A taxi would safely take him as far as the door, of course. But he began to wonder if he could disguise himself in some way. The hat he had stolen from his fellow patient at the hospital had a conical, oriental look about it. What he needed was the sort of loose, enveloping garment he saw many men walking around in, although he drew the line at the wooden pattens they clunked along on.
Spying a clothing emporium among the several shops inside the station, he waited for it to open at nine o’clock, then hurried in and pointed out the sort of thing he wanted, generously sized. It was, he gleaned, called a yukata. To the assistant’s obvious horror, he put it on over his suit after paying and went straight out.
He loitered in the waiting room for another hour, where he pretended to read a Japanese language newspaper someone had left behind, although he soon realized he was spoiling the effect by turning the pages in the wrong direction. He abandoned the pretence and concentrated on smoking until ten o’clock came and went, giving him some confidence that Yamanaka the civil servant would have arrived at work if he was ever going to. Then he set off.

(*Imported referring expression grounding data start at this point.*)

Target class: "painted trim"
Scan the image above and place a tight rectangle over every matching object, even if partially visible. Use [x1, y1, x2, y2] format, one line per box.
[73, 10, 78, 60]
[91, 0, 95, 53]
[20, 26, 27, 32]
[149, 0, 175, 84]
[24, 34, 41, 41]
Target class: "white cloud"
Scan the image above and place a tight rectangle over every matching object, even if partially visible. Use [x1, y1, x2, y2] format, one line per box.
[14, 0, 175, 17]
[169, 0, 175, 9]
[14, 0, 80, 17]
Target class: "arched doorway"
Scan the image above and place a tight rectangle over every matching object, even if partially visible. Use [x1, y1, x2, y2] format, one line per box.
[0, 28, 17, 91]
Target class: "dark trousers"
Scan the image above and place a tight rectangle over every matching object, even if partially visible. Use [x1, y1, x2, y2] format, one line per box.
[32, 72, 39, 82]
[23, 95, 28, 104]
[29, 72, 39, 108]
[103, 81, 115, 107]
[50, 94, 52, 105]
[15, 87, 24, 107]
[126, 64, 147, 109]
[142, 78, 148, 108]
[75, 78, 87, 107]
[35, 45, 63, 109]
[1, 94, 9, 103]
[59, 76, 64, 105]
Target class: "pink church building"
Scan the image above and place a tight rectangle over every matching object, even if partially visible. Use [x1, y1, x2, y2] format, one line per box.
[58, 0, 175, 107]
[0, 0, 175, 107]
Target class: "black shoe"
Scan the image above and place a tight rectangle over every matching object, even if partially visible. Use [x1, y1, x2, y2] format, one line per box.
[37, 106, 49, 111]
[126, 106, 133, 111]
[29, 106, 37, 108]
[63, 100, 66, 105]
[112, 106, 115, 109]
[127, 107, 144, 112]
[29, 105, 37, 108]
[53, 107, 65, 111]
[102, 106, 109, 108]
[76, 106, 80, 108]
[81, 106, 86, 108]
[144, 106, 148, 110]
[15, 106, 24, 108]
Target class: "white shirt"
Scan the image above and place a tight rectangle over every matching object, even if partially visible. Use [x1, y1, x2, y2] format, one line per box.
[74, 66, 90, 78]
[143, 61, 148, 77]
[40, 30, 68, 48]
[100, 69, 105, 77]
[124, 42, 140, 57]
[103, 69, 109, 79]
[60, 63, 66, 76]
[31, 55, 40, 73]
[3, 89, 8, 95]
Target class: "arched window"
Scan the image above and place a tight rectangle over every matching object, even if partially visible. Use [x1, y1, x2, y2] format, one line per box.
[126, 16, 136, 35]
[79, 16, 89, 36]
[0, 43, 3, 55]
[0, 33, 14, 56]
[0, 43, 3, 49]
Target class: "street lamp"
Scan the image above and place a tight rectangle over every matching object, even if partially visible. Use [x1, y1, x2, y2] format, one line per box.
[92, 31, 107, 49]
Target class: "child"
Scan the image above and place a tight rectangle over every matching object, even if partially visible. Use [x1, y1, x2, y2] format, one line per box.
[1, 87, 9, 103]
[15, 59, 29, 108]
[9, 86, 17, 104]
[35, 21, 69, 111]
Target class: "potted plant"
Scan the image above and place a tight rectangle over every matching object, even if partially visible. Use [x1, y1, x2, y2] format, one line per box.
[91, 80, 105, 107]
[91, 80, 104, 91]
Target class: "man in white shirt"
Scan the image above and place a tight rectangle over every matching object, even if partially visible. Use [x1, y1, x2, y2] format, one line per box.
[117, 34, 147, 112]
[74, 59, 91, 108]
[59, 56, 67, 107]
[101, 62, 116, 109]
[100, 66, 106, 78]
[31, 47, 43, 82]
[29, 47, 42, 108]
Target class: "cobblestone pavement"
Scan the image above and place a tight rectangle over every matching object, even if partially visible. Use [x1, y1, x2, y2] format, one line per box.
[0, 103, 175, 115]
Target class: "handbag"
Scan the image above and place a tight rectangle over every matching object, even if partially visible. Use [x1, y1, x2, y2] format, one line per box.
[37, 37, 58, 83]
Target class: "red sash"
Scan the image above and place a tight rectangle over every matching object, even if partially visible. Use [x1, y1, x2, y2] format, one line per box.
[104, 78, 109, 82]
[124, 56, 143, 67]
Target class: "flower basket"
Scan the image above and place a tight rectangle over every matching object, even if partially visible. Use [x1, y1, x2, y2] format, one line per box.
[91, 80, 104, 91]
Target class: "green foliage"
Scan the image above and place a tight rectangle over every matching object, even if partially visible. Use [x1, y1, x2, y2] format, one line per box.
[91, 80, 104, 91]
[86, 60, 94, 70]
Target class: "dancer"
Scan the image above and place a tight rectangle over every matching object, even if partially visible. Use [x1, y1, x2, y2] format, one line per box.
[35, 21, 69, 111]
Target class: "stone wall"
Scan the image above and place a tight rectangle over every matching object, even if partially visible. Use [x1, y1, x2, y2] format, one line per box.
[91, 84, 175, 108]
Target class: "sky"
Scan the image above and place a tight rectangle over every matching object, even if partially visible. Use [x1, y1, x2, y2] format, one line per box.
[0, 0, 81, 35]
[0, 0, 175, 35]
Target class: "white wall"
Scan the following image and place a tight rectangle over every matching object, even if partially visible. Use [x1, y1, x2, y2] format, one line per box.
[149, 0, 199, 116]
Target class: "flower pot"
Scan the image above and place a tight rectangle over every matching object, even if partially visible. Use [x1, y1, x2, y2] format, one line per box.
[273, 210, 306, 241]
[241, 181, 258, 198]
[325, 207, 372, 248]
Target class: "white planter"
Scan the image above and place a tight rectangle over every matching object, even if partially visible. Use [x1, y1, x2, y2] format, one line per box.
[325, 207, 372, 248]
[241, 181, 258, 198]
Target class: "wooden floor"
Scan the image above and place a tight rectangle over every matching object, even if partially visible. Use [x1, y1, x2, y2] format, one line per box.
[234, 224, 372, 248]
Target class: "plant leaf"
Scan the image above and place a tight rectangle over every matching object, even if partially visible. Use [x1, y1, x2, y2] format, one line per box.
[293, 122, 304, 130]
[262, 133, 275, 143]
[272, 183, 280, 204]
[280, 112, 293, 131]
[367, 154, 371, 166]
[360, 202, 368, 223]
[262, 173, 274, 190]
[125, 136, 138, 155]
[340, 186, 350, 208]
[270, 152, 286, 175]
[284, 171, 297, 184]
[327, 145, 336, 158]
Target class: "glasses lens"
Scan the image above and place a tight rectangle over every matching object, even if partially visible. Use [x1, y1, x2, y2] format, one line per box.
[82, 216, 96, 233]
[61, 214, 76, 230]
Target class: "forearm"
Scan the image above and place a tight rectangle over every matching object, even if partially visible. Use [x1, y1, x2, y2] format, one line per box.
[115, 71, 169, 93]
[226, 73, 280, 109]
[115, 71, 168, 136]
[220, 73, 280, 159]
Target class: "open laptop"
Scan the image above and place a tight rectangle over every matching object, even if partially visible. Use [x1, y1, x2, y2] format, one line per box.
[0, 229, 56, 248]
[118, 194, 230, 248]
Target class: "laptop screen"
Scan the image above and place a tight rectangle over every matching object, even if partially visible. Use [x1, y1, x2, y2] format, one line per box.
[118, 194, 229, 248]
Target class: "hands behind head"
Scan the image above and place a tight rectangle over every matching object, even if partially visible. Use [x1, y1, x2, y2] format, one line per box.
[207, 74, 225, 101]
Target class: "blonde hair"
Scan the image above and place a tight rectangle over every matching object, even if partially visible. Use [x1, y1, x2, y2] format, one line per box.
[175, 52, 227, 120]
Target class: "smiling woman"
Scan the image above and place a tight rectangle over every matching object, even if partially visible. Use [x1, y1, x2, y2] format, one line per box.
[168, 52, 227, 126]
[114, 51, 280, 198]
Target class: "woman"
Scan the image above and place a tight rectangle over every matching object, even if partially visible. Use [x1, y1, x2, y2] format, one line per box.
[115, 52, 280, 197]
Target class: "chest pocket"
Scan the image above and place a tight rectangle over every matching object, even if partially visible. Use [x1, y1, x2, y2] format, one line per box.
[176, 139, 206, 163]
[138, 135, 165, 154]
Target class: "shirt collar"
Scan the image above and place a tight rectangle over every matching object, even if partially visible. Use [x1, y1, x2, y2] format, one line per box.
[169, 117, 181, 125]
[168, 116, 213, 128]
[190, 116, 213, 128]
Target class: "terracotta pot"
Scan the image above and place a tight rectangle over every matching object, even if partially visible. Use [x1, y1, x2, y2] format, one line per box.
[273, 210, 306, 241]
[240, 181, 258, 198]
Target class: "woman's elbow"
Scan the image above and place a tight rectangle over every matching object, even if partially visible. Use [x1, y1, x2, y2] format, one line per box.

The taxi ride to the Home Ministry was short and stressful. The driver understood not a word of English, so could not grasp where Sam wished to be taken. Eventually, they settled for Sam sitting in the front with him and pointing the way.
The driver was clearly surprised when they reached their destination so quickly. Sam handed him more than enough to cover the fare, jumped out and rushed straight into the Home Ministry building.
He slowed to a seemlier pace in the high, hushed foyer. A reception desk stood ahead of him, with an impassive, frog-like man behind it, dressed in a morning suit. Sam held out little hope he spoke English either.